One of the more provocative members of the cast is Kahdijiha Rowe, daughter to 112 member Q. Parker. Kahdijiha recently sat down to speak with Brown Sista and shared with us her reasons for doing the show, as well as her love of all things SHOES!
Brown Sista: Hi Kahdijiha, first let me take a moment to thank you for taking time out of your busy schedule to talk to Brown Sista.
Kahdijiha: Hello Brown Sistas! I am very excited about this opportunity and I would like to thank you so much for the interview.
Brown Sista: Can you take a moment to tell our readers a bit about yourself. What do you do for a living?
Kahdijiha: I am a college-educated business professional with a knack and natural gift for fashion and ALL things fabulous!! I am a Marketing Executive, basically I create brands!! I work very closely with my mom and aunt, Sharlinda and Brie’ to help them brand their many businesses including Tu La 2 Nail Salon and DUO Jewelry. My newest baby is my very own online shoe boutique, “Platform Kouture” scheduled to launch Spring 2013. I am very excited about this project because I just LOVE LOVE shoes!! I am definitely a shoe addict!!! Platform Kouture will offer affordable shoes that are stylish and fabulous.
Brown Sista: How did the opportunity to appear on ‘Big Rich Atlanta’ come about?
Kahdijiha: My mom, aunt, and I were approached about doing an interview. At the time my mom was being interviewed for another really big show so it kinda just fell in our lap.
Brown Sista: Were you worried that filming with your mother would cramp your style or cause you to pull back a bit?
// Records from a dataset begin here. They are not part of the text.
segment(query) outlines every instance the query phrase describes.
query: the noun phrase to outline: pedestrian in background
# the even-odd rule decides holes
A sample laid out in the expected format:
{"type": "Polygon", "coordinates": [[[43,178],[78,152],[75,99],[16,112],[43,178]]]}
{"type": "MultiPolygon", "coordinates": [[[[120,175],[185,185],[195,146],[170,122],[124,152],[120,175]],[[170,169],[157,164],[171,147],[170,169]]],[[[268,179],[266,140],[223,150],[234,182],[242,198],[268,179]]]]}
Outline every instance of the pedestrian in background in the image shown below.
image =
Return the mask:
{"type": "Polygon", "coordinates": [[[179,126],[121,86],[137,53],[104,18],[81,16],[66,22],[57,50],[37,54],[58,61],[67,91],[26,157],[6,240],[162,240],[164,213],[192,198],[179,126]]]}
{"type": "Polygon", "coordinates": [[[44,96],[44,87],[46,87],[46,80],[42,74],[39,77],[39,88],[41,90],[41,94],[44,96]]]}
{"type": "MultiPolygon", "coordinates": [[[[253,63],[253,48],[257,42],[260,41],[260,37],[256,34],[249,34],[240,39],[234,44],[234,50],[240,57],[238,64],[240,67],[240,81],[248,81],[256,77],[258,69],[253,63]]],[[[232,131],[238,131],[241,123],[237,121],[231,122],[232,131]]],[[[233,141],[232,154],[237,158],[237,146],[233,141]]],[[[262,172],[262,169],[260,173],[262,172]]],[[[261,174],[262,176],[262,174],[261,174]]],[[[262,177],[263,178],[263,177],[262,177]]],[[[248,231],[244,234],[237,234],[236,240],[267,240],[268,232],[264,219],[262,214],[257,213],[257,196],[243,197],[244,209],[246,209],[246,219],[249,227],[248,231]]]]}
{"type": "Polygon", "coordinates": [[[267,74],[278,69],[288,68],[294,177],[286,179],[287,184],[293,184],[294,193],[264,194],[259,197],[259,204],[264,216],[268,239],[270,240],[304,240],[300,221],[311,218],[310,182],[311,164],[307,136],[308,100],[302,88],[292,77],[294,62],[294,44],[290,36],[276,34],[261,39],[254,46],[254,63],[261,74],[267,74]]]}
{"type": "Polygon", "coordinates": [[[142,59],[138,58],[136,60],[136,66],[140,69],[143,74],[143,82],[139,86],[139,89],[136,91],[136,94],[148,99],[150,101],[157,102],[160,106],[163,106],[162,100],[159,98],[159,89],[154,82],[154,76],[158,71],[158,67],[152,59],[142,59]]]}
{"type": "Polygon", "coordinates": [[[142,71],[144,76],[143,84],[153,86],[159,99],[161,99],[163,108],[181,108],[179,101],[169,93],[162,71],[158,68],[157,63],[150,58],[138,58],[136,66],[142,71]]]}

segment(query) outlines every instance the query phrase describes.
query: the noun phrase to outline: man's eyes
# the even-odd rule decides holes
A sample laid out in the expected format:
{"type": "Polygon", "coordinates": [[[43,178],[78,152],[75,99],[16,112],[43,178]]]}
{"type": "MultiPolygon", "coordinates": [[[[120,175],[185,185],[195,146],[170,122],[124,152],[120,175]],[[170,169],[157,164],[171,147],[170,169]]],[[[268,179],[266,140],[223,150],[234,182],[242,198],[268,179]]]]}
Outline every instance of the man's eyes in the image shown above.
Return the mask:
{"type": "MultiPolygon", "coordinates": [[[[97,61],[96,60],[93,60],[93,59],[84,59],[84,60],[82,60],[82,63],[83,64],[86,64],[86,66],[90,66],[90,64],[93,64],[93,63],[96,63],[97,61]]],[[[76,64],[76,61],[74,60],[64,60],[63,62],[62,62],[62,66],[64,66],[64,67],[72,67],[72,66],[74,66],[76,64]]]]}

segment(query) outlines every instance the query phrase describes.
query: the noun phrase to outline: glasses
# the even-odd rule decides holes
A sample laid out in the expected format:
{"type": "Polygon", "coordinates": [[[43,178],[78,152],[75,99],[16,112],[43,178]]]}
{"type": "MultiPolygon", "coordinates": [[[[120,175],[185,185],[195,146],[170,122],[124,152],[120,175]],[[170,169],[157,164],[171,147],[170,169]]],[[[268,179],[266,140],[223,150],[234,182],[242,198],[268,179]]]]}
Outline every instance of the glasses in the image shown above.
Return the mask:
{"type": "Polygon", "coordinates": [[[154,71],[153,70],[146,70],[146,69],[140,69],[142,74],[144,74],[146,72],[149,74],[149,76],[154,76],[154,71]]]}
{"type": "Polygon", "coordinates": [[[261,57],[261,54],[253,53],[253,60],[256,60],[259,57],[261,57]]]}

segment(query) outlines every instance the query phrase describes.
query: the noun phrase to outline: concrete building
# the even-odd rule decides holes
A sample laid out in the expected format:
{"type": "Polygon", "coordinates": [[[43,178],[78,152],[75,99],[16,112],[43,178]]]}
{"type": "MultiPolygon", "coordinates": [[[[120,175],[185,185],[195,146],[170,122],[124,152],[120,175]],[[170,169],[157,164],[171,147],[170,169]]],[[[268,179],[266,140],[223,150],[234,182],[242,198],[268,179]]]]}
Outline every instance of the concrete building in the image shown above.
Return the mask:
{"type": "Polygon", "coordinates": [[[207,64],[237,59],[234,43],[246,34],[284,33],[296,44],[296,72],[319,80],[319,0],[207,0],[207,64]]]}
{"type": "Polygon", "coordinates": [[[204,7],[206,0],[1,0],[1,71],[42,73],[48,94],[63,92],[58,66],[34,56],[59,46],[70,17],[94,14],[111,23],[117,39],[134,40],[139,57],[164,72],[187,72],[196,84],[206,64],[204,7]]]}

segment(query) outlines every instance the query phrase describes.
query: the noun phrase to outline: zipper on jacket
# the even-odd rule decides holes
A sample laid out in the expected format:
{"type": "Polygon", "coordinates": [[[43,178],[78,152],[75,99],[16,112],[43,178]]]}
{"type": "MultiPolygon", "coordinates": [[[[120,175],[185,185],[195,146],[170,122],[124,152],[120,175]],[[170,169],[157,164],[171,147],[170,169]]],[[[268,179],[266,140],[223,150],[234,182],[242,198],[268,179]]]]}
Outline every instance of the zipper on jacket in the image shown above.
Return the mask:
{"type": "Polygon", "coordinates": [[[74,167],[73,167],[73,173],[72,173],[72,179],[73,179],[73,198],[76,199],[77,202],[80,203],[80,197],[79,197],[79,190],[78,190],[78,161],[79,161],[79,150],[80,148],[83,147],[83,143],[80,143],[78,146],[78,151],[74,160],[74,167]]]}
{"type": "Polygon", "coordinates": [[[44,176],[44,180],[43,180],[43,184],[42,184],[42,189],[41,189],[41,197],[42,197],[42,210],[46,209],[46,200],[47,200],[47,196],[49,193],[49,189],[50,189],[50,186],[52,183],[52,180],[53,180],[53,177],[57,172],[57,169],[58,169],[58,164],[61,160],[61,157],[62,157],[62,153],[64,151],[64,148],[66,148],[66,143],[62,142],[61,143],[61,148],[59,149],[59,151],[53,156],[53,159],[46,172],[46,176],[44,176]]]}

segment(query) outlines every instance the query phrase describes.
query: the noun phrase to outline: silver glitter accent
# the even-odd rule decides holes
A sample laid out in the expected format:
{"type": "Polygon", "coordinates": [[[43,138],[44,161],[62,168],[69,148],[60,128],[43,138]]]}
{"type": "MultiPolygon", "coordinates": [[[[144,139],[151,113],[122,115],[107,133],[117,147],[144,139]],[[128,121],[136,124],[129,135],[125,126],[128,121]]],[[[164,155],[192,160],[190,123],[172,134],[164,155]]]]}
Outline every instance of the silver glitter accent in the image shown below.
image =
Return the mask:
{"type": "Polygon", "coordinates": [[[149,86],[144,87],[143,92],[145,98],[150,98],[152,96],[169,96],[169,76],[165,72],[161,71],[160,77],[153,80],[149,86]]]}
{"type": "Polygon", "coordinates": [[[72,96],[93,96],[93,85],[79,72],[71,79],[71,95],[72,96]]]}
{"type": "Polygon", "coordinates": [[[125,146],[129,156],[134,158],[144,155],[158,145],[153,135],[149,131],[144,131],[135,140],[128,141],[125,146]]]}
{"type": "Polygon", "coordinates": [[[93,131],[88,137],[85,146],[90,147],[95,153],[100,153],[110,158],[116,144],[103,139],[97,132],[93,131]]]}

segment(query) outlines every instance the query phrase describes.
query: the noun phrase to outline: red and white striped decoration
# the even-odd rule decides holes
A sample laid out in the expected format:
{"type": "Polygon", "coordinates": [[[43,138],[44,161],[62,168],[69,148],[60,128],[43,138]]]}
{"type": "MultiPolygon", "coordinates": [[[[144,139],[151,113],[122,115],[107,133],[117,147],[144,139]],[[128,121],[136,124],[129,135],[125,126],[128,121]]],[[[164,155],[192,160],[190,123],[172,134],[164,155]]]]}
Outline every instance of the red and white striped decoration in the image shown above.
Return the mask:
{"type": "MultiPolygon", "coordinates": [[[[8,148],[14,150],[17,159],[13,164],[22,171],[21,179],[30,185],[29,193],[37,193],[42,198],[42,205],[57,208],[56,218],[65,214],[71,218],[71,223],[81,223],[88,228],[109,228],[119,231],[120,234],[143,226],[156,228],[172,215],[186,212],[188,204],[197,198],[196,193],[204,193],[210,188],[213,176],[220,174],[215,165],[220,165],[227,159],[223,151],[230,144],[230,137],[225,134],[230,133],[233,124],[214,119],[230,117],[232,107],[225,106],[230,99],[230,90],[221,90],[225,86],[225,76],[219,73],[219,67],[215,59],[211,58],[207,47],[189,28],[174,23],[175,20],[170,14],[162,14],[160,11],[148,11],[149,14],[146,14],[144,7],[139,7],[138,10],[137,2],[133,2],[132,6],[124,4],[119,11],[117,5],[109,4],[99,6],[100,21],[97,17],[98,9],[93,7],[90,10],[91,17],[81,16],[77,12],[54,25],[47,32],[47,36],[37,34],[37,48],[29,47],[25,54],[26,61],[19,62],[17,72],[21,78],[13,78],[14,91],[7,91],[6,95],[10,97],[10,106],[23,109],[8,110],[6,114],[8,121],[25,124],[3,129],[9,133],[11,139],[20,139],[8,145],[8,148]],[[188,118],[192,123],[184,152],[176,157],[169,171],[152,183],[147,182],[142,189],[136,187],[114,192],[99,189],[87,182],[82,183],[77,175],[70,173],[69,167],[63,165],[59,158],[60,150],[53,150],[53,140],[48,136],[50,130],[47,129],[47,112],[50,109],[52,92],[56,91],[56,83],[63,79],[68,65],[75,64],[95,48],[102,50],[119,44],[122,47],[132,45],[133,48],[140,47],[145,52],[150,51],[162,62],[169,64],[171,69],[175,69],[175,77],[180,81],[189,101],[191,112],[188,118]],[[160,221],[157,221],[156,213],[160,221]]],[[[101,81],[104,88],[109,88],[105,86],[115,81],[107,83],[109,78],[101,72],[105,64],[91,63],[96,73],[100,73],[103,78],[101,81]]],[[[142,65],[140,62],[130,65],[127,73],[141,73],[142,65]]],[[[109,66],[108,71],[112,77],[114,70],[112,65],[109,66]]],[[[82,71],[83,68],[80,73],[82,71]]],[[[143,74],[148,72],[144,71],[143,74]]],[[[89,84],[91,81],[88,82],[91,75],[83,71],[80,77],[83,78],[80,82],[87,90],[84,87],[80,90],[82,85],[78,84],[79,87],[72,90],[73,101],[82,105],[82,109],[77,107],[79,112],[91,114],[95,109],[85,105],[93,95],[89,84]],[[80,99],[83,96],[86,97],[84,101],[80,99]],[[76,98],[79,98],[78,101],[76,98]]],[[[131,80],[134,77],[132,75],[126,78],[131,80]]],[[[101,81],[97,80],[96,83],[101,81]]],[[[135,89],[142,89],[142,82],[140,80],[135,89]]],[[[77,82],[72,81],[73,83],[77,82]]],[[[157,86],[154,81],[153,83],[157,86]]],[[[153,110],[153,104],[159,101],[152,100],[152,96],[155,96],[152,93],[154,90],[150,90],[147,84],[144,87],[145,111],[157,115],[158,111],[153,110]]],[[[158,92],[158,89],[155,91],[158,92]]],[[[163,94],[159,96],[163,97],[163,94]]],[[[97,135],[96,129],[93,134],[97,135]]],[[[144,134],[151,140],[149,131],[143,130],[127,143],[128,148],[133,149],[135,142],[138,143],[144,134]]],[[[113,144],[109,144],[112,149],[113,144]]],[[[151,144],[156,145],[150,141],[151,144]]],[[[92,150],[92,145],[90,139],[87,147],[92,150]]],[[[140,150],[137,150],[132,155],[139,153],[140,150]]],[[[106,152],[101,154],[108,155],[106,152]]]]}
Kahdijiha: **Laughing** No, in that department I will say that I am pretty lucky. My mom and aunt are actually pretty cool. They are only 41 and very well connected in the social scene in Atlanta so we always hit all the red carpets together. Mom definitely makes it very clear that she is mom, but we have an awesome relationship. My auntie Brie’ and I actually hang out and party the most since my mother is married and she has to take care of my little brother.
Brown Sista: Your father, Q. Parker, is a huge musical icon in Atlanta, did he have any reservations about you and your mother, his wife, appearing on the show?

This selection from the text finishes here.